More and more the investigation was being focused on Newcastle; the DCC had spent some of the morning in telephone conference with his opposite number on the Northumbria force. He had been told that the sale of Bartholemy Lebeau’s fatal toothpaste had been identified, thanks to bar coding and a computerised till system. It had been a cash transaction, at four thirty-five in the afternoon; one item only, five-pound note tendered, three pounds thirty-seven pence change.

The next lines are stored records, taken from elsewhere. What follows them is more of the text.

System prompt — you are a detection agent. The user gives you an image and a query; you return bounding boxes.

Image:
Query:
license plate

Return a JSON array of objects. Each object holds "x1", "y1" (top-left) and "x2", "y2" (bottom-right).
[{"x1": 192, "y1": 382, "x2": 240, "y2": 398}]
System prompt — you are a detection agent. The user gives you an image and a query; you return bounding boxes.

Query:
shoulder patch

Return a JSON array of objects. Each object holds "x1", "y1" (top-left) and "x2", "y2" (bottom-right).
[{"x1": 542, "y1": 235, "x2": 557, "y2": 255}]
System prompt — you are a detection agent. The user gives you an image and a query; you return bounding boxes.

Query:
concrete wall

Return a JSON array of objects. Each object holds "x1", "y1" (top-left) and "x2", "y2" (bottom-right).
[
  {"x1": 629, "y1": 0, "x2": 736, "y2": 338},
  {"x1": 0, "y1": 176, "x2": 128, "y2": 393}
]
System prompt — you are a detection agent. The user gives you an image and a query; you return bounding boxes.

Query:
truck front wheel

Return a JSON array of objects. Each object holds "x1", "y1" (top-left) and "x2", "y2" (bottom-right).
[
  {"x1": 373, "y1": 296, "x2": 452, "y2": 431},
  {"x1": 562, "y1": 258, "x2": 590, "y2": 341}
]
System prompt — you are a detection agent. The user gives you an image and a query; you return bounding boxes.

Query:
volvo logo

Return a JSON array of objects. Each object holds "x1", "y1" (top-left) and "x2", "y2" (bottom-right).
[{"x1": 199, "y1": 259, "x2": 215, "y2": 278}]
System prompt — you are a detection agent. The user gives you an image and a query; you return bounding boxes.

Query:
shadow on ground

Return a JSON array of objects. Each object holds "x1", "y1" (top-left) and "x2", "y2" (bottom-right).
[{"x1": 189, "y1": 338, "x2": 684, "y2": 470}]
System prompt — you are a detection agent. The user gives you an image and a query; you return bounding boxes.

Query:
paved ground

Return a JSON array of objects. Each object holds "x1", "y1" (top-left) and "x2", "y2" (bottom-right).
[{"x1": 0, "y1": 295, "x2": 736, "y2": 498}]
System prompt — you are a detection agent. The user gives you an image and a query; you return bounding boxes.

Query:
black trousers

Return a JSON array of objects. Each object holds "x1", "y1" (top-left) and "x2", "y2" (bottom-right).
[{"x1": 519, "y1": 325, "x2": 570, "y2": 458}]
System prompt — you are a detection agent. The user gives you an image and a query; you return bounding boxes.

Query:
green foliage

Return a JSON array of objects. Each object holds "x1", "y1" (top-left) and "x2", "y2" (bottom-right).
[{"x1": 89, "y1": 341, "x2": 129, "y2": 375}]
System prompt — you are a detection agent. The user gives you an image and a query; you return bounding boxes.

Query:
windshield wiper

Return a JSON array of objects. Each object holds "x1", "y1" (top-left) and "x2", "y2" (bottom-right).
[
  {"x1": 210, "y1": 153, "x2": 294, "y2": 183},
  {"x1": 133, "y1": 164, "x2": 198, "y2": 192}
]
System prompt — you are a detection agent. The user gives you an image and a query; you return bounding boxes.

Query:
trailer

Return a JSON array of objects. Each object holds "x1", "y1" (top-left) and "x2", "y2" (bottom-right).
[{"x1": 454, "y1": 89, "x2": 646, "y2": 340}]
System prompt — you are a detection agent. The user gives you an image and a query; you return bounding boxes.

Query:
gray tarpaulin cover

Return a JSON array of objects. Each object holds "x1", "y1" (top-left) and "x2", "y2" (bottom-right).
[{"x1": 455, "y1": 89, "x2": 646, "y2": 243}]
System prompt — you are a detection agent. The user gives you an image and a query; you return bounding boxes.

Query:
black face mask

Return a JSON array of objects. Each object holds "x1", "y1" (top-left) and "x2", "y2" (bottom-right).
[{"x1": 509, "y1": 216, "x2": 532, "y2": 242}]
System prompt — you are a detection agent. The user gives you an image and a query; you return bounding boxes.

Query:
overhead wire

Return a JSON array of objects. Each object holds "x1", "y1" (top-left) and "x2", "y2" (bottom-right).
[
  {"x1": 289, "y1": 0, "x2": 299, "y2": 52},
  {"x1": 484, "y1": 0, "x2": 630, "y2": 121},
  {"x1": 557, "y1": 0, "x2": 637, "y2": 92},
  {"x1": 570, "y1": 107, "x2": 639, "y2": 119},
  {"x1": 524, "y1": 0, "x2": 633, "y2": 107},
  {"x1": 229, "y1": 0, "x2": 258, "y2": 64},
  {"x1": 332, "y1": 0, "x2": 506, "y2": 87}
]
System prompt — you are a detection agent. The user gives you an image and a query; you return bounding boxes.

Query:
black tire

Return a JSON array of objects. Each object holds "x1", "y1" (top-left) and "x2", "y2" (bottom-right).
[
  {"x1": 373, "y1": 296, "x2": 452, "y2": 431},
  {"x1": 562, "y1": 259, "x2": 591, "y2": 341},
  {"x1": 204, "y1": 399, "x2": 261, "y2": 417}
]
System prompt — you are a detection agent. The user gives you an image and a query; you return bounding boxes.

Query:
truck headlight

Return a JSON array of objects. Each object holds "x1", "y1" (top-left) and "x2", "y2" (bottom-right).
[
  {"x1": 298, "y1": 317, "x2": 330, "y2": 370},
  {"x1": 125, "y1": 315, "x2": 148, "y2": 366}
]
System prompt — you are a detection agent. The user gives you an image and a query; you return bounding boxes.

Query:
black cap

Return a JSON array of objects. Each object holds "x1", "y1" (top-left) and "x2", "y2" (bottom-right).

Further enquiries were being pursued and when Ruth Pye called to tell him that DCC Les Cairns was on the line once more, he had been expecting him.
‘Have your people spoken to the assistant?’ he asked at once.
‘Yes, but she’s a kid,’ Cairns replied, ‘a sixteen-year-old part-timer; there’s no way she remembers the sale, let alone anything about the buyer. We’ve taken her prints, though; I guess you’ll need them for elimination.’
‘Yes, thanks. Have they got video surveillance in this store?’
‘I’m afraid not. I wish to hell they had, because in the absence of any other contaminated product, there’s a growing possibility that the victim’s tube was stolen, spiked, then put back on the shelf. It would have been nice to catch the perpetrator on tape.’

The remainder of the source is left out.